Type 4 RTA is associated with hyperkalaemia and is caused by low aldosterone levels. The hypokalaemia excludes this type here.
Type 2 is proximal RTA. This is usually associated with multiple proximal tubular defects and there is no evidence of these other defects at present. Once established the urine pH is below 5.5 and plasma bicarbonate is usually between 15 and 20 mmol/l
Type 1 is distal RTA. The major causes can be grouped as hereditary defects, autoimmune disorders, some drugs, obstructive uropathy and disorders which cause nephrocalcinosis. There was no evidence of any of these at this initial presentation. In there is no obvious cause, a autoimmune disorder should always be sought using appropriate laboratory investigations. Treatment is with oral NaHCO3 (1-4 mmol/kg/day) to correct the Na+ deficit and restore the extracellular fluid volume. The aldosterone levels then fall and the hypokalaemia will correct. K+ supplements are usually then not required but sodium or potassium citrate solutions can be useful if hypokalaemia is present. Also, the citrate will bind Ca++ in the urine and this assists in preventing renal stones which can be a problem.

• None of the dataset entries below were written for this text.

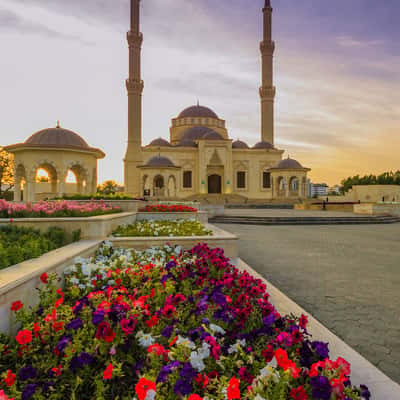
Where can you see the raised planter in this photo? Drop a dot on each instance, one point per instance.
(20, 281)
(91, 227)
(201, 216)
(362, 371)
(219, 238)
(378, 209)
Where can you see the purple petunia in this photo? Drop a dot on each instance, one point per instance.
(75, 324)
(27, 372)
(321, 388)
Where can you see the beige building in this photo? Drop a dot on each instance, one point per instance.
(200, 158)
(59, 153)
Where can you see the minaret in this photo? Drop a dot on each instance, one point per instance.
(267, 89)
(134, 86)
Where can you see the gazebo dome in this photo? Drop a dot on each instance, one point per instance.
(238, 144)
(289, 163)
(57, 137)
(160, 162)
(263, 145)
(160, 142)
(197, 111)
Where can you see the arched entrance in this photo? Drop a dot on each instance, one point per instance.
(214, 184)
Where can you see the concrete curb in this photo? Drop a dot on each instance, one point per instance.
(363, 372)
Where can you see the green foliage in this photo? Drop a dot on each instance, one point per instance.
(153, 228)
(387, 178)
(18, 244)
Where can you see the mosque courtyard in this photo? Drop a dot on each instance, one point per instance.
(347, 277)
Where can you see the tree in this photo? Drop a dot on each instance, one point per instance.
(109, 187)
(6, 172)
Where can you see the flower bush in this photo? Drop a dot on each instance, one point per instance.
(55, 209)
(18, 244)
(168, 208)
(162, 324)
(182, 227)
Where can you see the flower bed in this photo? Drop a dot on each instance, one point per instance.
(162, 324)
(21, 244)
(151, 228)
(168, 208)
(55, 209)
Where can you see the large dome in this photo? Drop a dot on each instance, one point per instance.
(160, 161)
(200, 132)
(198, 111)
(239, 144)
(160, 142)
(57, 137)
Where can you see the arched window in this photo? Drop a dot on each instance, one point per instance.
(266, 180)
(187, 179)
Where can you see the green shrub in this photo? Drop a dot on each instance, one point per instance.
(18, 244)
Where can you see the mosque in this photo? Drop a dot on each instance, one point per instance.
(200, 159)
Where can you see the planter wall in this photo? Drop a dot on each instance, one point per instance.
(201, 216)
(220, 238)
(377, 209)
(20, 281)
(91, 227)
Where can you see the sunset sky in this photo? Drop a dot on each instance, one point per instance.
(337, 73)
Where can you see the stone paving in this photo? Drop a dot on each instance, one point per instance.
(348, 277)
(247, 212)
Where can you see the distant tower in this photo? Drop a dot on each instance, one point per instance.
(134, 85)
(267, 89)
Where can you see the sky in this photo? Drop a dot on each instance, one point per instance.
(337, 73)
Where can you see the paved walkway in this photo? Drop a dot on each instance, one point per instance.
(248, 212)
(348, 277)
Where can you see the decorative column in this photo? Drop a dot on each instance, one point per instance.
(267, 89)
(134, 86)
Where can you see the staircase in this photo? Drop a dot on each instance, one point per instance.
(367, 220)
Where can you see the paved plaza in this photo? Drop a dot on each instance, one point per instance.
(348, 277)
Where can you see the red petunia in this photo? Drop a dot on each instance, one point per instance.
(107, 374)
(298, 394)
(44, 277)
(143, 386)
(233, 391)
(16, 306)
(24, 337)
(9, 379)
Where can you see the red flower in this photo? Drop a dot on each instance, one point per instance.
(9, 379)
(44, 277)
(233, 391)
(143, 386)
(105, 332)
(298, 393)
(107, 374)
(24, 337)
(16, 306)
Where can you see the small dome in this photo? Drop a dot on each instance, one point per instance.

Finally, a normal anion gap acidosis can result in two other ways:
Subsequent investigation in this patient confirmed a diagnosis of distal renal tubular acidosis (type 1 RTA). The patient subsequently developed Sjogren’s syndrome, an autoimmune disorder which is a known cause of distal RTA. In this patient, the RTA was the first evidence of the condition which was not diagnosed until some months after this initial presentation.